You have a wireless system in place however you would like to separate a guest wireless network using your existing infrastructure and separate internet connection

Equipment :

• Router for Guest Internet E.g. Draytek 2820
• Layer 2 Managed Switch for the VLANing
• Netgear Wireless Controller E.G. Netgear WMS5316
• Access Points to Work with the Wireless Controller

These can be changed , but for example , lets say the following has been done:

• Draytek Plugs Into Port 5 on the Layer 2 Managed Switch
• Wireless Controller Plugs into Port 23 on the Managed Switch
• Access Points Plug into 6 – 8 on the Managed Switch

Configuration

• Create 2 VLANS on the Switch and Wireless Controller, Create 2 SSIDS and assign a VLAN ID to them e.g.
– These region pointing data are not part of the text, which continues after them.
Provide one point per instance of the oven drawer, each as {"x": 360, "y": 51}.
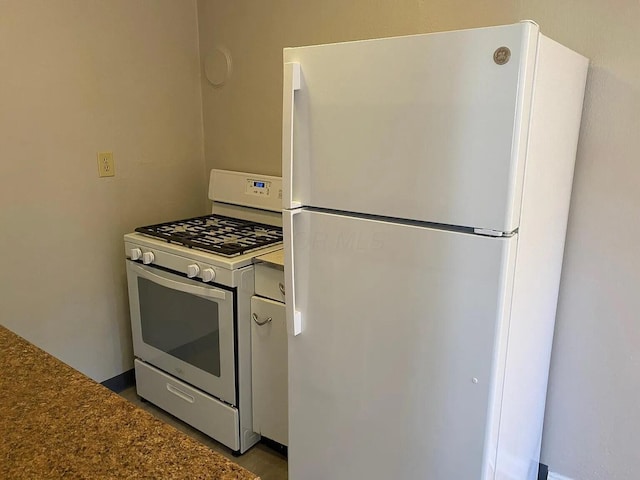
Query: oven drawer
{"x": 189, "y": 404}
{"x": 270, "y": 281}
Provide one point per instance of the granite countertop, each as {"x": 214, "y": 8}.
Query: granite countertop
{"x": 57, "y": 423}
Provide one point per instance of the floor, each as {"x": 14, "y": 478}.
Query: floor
{"x": 260, "y": 459}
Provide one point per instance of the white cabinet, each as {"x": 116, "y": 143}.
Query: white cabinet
{"x": 269, "y": 354}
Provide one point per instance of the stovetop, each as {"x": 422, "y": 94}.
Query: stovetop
{"x": 216, "y": 234}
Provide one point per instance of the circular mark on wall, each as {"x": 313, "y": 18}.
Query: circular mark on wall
{"x": 217, "y": 66}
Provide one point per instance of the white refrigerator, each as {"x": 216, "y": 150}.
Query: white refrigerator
{"x": 426, "y": 191}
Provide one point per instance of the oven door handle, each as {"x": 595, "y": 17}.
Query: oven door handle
{"x": 206, "y": 292}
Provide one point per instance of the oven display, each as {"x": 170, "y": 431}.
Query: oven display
{"x": 257, "y": 187}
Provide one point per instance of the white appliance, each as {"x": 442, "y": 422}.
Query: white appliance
{"x": 426, "y": 186}
{"x": 190, "y": 286}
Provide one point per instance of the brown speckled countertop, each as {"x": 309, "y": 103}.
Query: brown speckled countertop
{"x": 57, "y": 423}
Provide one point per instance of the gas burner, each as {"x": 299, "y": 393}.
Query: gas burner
{"x": 217, "y": 234}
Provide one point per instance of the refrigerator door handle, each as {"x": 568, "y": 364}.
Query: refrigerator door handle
{"x": 293, "y": 316}
{"x": 291, "y": 83}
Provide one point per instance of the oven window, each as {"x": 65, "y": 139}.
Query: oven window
{"x": 182, "y": 325}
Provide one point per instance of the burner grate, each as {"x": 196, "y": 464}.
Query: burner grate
{"x": 217, "y": 234}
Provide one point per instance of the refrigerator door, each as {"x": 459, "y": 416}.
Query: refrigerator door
{"x": 425, "y": 127}
{"x": 395, "y": 370}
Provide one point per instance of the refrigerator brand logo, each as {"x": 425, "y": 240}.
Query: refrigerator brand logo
{"x": 501, "y": 55}
{"x": 350, "y": 241}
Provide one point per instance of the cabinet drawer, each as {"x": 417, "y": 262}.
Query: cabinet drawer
{"x": 270, "y": 281}
{"x": 269, "y": 369}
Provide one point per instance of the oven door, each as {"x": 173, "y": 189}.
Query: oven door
{"x": 184, "y": 327}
VLAN 1 is the main company network and VLAN 2 is the Guest Network
• On the Managed Switch UNTAG ALL Ports for VLAN 1
• Tag Ports 6 – 8 ( Access Points ) and 23 ( Wireless Controller ) on VLAN 2 ( As these will need to access both VLAN for both wireless networks )
• Untag Port 5 VLAN Port for VLAN 2
• Set the PVID of port 5 to VLAN 2 ( Force VLAN 2 ONLY )
• Settings on the draytek can be left as default as long as it’s got a working internet connection and DHCP enabled

Tagged means that the vlan information is added to the frame before it is sent over a trunk link.

Access ports are typically untagged, meaning only one vlan passes via the interface.